Monday 14 February 2011

Bill Kong and Mr. Wong

A small story thing. 

Billy Kong and Mr. Wong

Billy Kong was a boy who lived a lonely life. Plagued by the languid inequities of men, he resolved from an early age to withdraw from what he privately referred to as ‘The race of the rats’. He would think of this one man quip and cackle silently inside his mind, his inner-laugh sounding life the effervescent bubbling of mountain sized, golden orbs bursting over an ocean of boiling lucozade.

Billy lived alone. He lived in a bungalow left to him by his Great-aunt Bestrode. She had passed away seven years previous. She finally succumbed to her bad ankle in the winter of ’76. He would wile away the days re-organising his collection of photographs of pavements and famous letter boxes. Some days he would go to the garden and do handstands on his neighbour’s lawn. His wide ankled trousers falling down about his knees, revealing his beautiful pale kneecaps, which were like two knobs of ebony butter on top of a cotton mountain. His neighbour, Len, didn’t care for these displays of zero-G acrobatics.

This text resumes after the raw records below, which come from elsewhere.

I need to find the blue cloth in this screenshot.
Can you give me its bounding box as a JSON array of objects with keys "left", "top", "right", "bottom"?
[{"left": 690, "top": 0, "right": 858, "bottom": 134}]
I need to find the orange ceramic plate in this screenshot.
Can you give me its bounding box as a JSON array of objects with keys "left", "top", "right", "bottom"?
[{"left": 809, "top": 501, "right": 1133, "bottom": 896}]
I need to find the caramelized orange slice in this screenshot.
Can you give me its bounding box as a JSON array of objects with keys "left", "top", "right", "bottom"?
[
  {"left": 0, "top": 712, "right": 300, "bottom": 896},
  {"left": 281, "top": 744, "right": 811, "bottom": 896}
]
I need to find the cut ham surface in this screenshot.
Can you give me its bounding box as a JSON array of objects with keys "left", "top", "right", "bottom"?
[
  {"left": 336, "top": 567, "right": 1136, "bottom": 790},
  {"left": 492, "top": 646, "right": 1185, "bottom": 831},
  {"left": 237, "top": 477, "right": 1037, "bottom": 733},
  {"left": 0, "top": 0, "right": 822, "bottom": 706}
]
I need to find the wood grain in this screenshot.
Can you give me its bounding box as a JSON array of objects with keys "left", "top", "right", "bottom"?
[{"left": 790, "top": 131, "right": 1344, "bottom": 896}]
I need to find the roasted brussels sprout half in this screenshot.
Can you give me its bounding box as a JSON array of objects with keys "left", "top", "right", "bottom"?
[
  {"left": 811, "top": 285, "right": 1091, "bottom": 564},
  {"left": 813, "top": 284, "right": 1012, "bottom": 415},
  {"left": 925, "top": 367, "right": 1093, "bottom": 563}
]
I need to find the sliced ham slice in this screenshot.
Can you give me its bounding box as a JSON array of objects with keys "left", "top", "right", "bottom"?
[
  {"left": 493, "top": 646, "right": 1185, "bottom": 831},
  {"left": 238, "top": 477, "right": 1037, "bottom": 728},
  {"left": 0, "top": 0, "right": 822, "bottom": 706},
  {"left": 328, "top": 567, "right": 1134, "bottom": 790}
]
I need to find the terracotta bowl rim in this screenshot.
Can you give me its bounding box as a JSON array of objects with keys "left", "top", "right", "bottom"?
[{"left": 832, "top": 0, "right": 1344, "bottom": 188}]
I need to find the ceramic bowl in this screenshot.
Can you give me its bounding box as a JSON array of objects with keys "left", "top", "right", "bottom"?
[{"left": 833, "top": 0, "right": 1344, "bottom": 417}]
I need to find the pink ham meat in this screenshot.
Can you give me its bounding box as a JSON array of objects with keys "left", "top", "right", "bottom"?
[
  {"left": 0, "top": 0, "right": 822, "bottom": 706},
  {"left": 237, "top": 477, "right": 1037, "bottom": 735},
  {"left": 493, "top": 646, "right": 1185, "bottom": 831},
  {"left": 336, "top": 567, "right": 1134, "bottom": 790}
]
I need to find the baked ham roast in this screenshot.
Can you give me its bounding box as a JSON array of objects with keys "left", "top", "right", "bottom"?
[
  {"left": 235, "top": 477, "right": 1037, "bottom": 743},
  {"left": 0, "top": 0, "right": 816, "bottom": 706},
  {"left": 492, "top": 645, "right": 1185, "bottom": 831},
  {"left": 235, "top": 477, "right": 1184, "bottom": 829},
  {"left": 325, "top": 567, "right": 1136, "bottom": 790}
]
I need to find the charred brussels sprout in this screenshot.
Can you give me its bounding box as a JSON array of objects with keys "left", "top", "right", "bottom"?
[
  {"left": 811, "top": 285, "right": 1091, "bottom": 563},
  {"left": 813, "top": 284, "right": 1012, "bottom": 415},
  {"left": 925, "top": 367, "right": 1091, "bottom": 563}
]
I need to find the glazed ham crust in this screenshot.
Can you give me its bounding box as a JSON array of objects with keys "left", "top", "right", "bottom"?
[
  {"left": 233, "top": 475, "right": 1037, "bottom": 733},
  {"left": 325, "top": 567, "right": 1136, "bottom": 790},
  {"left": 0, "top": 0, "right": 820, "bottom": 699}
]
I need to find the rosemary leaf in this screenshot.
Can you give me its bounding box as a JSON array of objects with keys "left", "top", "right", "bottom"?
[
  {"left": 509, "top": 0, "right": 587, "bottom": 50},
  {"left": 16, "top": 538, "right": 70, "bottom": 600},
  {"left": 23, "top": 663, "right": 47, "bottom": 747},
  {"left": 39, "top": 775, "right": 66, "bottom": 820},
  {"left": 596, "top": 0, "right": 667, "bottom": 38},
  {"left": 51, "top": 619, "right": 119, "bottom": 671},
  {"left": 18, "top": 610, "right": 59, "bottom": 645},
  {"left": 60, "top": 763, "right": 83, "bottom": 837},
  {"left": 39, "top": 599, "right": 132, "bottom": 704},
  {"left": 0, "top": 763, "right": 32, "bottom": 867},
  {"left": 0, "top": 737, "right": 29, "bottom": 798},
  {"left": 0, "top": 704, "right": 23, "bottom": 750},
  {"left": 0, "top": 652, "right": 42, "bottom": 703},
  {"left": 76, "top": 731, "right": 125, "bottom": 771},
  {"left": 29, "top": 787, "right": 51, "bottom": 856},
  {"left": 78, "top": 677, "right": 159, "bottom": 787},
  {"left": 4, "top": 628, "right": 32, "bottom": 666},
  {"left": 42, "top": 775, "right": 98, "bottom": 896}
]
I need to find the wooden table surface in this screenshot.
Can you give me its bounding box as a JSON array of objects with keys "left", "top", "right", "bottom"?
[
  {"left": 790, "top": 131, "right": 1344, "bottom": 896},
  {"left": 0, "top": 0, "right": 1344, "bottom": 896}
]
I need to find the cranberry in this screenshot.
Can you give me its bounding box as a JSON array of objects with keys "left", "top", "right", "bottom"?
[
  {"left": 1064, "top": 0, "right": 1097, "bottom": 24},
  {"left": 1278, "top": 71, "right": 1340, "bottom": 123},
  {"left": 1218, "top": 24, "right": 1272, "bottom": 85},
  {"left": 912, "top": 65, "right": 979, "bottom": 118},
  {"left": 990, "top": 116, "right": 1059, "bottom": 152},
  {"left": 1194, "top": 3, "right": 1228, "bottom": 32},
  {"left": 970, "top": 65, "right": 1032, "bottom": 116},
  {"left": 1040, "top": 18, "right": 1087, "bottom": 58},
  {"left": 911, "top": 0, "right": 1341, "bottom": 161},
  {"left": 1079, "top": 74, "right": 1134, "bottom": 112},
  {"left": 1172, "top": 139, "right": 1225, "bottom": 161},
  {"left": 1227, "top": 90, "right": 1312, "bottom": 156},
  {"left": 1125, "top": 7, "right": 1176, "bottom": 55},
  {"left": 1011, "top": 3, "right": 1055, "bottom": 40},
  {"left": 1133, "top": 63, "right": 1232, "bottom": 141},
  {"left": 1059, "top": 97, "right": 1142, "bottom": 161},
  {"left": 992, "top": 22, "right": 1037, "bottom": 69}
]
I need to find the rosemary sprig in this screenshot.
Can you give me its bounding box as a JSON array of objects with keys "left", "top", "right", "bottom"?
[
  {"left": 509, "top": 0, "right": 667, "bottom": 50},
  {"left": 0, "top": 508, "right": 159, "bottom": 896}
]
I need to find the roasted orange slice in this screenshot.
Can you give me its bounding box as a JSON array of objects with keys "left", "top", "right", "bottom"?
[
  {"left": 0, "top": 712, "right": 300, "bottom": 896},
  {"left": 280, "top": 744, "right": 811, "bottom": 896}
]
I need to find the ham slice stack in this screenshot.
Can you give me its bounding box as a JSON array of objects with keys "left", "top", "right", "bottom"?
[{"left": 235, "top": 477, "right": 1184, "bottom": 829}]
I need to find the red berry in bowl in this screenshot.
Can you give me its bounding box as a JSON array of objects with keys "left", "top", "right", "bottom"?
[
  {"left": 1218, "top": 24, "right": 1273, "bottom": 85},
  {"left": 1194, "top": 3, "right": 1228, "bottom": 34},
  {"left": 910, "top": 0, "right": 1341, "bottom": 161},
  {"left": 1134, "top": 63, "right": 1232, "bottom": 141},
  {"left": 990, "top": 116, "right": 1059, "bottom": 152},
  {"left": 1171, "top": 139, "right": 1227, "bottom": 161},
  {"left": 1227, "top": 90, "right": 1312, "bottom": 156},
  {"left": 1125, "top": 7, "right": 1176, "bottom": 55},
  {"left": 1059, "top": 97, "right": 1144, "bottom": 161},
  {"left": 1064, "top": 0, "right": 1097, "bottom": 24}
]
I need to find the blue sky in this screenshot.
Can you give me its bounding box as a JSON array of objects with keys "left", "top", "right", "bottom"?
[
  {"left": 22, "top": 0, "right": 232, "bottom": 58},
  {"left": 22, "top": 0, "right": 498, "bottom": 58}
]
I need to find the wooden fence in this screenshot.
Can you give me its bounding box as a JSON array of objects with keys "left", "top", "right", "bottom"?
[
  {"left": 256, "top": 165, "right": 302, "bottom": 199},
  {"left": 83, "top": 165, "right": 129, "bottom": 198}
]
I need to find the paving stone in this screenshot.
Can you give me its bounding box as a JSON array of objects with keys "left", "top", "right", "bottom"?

‘Get off my lawn you mad bloody steampunk!’ Len would cry out.
 ‘Not before you come round to my house and polish all my jelly spoons! You twice-airlifted electro-freak!’ came the inevitable retort.
Sometimes, to really get Len’s goat, Billy Kong would get out his squeaky pogo stick, and just spend all night jumping up and down in his garden. Len could hear the grim ballet of man and machine taking place outside but was powerless to act. Allergic, as he was, to moon pollen.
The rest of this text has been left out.